What a sweet voice the bluebird’s is! Calling or singing, it is the very soul of music. And the spring was really open. I went home in high spirits.
This happened on the 10th. Now it is the 13th. I have seen no more bluebirds, and song sparrows are still missing; but this morning an ecstatic purple finch warbled, and better still (for somehow, I do not know how or why, it gave me more pleasure), a flicker called again and again in his loud, peremptory, long-winded manner. He, or another like him, has been in the neighborhood all winter, but this was his first spring utterance. It was no uncertain sound.
The bluebird peeps in upon us, as it were. His air is timid. “Is winter really gone?” he seems to say; but the flicker is a breezier customer. His mood is positive. He pushes the door wide open, and slams it back against the wall. “Spring, spring!” he shouts, and all the world may hear him. Soon he and the downy will begin their amorous drumming on dry stubs and flakes of resonant bark.

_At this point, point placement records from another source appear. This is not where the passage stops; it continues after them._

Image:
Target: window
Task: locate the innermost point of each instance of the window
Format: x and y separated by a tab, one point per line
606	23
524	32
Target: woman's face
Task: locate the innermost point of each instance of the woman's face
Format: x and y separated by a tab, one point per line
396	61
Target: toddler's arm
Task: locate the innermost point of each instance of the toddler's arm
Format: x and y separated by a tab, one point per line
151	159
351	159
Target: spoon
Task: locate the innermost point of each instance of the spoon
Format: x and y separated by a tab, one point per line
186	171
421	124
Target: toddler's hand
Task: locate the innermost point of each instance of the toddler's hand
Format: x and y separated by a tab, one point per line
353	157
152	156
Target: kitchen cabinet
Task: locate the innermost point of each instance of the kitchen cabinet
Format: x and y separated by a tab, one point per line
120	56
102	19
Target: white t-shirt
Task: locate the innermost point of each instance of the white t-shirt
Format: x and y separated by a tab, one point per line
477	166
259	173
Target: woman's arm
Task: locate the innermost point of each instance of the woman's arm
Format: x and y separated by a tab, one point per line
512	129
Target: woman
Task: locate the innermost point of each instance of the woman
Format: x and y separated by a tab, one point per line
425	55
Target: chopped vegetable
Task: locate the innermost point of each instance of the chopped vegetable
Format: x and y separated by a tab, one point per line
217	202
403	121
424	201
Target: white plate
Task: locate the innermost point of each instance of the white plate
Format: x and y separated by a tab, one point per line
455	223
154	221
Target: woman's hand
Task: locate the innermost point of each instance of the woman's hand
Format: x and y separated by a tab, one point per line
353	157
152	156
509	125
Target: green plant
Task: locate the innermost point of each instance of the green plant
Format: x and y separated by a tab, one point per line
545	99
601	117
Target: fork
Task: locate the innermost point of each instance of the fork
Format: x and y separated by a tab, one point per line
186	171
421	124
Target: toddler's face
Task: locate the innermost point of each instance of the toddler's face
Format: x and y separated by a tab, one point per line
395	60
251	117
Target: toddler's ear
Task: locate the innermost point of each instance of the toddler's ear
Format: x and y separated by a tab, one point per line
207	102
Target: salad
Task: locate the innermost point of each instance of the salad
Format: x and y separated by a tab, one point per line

This was early in the morning. Since then I have been over to the cattle pasture, and in it found a flock of ten or twelve robins. They were feeding in the grass, but at my approach flew into some savin trees and fell to eating berries. As seems to be always true at this time of the year, they were in splendid color, and apparently in the very pink of physical condition; their bills were never so golden, it seemed to me, nor their heads so velvety black, nor their eyelids so white. They would not sing, but it was like the best of music to hear them cackle softly as they flew from the grass into the cedars. Say what you will, the robin is a pretty fine bird, especially in March.
MARCH SWALLOWS
The birds are having their innings. They have been away and have come back, and even the most stolid citizen is for the moment aware of their presence. I rejoice to see them so popular.
Two or three mornings ago I met a friend in the road, a farmer, one of the happy men, good to talk with, who glory in their work. A phœbe was calling from the top of an elm, and as we were near the farmer’s house I asked, “How long has the phœbe been here?” He looked up, saw the bird, and answered with a smile, “He must have just come. I haven’t heard him before.” I made some remark about its being pleasant to have such creatures with us again, and he responded, as I knew he would, in the heartiest manner. “Oh, I do love to see them!” he said.
I was reminded of a lady of whom I had been told the day before. She had felt obliged, as I heard the story, to attend a meeting of the woman’s club, but remarked to one of her assembled sisters that she had had half a mind to stay at home. The truth was, she explained, that two or three meadow larks were singing gloriously in the rear of her house, and she could hardly bear to come away and leave them. I hope her self-denial was rewarded.